By  on January 25, 2012

MILAN — Strong gains in Asia and robust growth of the Tod’s brand and its footwear category helped parent company Tod’s SpA close 2011 with a 13.5 percent rise in sales to 893.7 million euros, or $1.24 billion at average exchange rates.

Chairman and chief executive officer Diego Della Valle stated that 2011 financial results “confirm the strength of our group, which has registered a solid double-digit growth even in a particularly challenging context.” The executive underscored the “excellent” performance in the U.S. and Asia.

“In light of the favorable quality of our sales, I have faith that profit results will also be excellent,” concluded Della Valle. The company is expected to release profit figures on March 13.

Revenues of the Tod’s label, the group’s cash cow, climbed 19.8 percent to 487.6 million euros, or $677.7 million. Sales at Hogan gained 4.7 percent to 280.9 million euros, or $390.4 million. The company said the performance was hurt by the fact that Italy is Hogan’s main market and thus reflected the country’s difficult economy. However, with the opening of the brand’s first stores in China in September, Hogan’s accelerated international expansion, and in Asia in particular, shows strong growth potential, according to the company.

Apparel brand Fay posted a 2 percent drop in sales to 87.8 million euros, or $122 million, attributed to a selective distribution strategy, mainly in Italy. The Roger Vivier label showed a 67.9 percent rise in sales to 36.5 million euros, or $50.7 million, “registering a further acceleration compared to the excellent growth in the preceding quarters.”

Per category, footwear gained 14.5 percent to 646.6 million euros, or $898.7 million; leather goods and accessories were up 17.6 percent to 144.9 million euros, or $201.4 million, and apparel grew 2.6 percent to 101.6 million euros, or $141.2 million.

All geographic markets showed double-digit growth, except for Italy, which gained 5.5 percent.
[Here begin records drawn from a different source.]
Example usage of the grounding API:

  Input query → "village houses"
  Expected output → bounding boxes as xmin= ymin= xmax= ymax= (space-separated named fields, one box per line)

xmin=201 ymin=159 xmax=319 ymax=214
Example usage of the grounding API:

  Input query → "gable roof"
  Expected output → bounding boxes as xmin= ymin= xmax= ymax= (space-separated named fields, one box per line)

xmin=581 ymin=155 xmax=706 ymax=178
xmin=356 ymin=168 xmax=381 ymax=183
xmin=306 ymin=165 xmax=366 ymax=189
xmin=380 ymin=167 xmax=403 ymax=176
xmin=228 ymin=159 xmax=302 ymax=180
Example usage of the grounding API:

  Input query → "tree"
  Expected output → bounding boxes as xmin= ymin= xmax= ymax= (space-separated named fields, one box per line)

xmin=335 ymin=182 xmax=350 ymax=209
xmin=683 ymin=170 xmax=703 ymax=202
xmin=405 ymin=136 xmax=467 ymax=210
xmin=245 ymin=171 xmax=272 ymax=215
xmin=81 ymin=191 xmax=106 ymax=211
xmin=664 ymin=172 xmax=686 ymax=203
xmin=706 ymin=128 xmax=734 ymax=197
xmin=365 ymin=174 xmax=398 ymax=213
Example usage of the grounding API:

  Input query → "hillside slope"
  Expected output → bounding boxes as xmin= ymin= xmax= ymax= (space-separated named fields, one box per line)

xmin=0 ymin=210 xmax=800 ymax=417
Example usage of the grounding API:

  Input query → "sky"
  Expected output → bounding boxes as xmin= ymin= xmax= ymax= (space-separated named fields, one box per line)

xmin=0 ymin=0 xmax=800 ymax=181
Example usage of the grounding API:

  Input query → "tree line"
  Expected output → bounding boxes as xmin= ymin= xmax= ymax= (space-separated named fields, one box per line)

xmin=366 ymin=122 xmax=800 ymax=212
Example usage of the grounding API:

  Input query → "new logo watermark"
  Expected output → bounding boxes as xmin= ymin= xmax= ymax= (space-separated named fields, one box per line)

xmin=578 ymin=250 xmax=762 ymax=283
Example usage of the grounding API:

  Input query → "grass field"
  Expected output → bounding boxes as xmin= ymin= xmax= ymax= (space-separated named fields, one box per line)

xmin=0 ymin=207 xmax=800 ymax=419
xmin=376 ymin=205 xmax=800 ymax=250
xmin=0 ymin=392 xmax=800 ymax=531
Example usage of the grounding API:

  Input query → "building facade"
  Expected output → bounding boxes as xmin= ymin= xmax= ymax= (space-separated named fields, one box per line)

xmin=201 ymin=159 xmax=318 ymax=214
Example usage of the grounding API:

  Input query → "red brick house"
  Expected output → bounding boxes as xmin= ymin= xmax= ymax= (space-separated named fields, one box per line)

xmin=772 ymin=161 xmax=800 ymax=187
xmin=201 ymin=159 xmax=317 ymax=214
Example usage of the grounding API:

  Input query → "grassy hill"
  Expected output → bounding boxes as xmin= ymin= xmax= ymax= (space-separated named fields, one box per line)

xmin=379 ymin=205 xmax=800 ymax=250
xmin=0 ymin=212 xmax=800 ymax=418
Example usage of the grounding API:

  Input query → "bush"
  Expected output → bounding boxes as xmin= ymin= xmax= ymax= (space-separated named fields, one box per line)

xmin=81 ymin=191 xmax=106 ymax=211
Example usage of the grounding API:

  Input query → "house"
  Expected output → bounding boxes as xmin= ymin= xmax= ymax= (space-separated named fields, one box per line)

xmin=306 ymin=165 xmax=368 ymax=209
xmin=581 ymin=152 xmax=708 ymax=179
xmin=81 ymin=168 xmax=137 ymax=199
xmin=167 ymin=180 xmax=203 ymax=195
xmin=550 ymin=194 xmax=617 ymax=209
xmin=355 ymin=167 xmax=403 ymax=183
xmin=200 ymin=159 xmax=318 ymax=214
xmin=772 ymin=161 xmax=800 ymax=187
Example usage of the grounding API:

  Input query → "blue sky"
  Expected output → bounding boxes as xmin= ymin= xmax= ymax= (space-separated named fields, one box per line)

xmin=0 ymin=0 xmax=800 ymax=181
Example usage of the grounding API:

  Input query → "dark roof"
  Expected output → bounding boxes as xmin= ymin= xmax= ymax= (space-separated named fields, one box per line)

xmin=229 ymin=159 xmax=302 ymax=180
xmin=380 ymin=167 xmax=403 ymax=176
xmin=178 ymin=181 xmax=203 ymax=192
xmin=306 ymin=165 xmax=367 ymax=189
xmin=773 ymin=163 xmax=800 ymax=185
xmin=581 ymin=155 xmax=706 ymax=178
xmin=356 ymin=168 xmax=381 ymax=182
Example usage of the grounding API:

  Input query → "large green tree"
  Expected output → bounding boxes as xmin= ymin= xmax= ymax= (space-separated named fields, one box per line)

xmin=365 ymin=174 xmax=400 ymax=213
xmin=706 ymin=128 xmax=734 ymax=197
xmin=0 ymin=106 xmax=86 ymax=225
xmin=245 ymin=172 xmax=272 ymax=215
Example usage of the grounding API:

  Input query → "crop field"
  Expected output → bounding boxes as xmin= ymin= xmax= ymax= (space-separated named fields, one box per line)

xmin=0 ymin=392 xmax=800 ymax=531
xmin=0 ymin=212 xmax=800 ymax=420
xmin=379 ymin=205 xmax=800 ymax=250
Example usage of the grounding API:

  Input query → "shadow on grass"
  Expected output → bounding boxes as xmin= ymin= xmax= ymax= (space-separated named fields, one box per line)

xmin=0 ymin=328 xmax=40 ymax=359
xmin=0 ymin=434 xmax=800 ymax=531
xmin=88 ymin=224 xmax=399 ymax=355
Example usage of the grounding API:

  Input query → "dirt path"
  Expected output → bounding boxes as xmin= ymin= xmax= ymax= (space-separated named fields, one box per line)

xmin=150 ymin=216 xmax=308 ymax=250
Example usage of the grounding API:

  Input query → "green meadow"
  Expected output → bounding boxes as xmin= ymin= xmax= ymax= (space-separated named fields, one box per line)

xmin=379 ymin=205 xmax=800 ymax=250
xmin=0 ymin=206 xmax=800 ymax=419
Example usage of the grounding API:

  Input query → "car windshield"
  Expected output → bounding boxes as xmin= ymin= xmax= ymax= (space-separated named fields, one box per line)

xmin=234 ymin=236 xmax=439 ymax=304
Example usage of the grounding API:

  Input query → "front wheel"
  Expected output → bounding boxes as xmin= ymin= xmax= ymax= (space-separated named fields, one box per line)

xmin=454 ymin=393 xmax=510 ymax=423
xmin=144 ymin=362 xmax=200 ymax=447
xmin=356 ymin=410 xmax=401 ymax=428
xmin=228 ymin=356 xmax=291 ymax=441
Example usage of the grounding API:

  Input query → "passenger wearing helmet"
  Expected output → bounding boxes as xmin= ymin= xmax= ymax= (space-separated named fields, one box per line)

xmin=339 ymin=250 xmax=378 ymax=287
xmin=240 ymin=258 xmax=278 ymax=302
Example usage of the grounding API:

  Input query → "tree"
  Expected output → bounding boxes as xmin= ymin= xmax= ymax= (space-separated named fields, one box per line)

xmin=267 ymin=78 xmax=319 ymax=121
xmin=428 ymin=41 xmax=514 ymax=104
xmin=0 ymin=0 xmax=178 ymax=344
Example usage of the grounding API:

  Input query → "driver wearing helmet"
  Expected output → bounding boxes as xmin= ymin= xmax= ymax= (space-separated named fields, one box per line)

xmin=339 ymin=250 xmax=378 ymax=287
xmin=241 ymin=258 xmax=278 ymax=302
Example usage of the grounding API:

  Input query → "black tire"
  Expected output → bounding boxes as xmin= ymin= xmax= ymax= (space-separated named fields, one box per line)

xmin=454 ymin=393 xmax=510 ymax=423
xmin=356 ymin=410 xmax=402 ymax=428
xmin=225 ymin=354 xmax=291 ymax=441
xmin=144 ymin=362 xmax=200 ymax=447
Italy remains the group’s main market, with sales of 449.3 million euros, or $624.5 million. Sales in the rest of Europe rose 11.2 percent to 182.1 million euros, or $253.1 million, with a significant performance in Germany, the U.K. and France. The U.S. posted a 17 percent rise to 62.4 million euros, or $86.7 million. At constant exchange, sales would have climbed 21.4 percent. Sales in Asia and the rest of the world jumped 38.1 percent to 199.9 million euros, or $277.8 million, led by China and Hong Kong.

In 2011, retail sales grew 17.3 percent. At the end of December, the group counted 176 directly operated stores and 70 franchised units, compared with 159 directly operated stores and 71 franchised ones at the end of the previous year. Most of the openings took place in Asia, in China and Hong Kong, where the company now has 41 directly operated stores.

On Wednesday, Tod’s shares closed down 4.73 percent at 66.50 euros, or $86.50 at current exchange.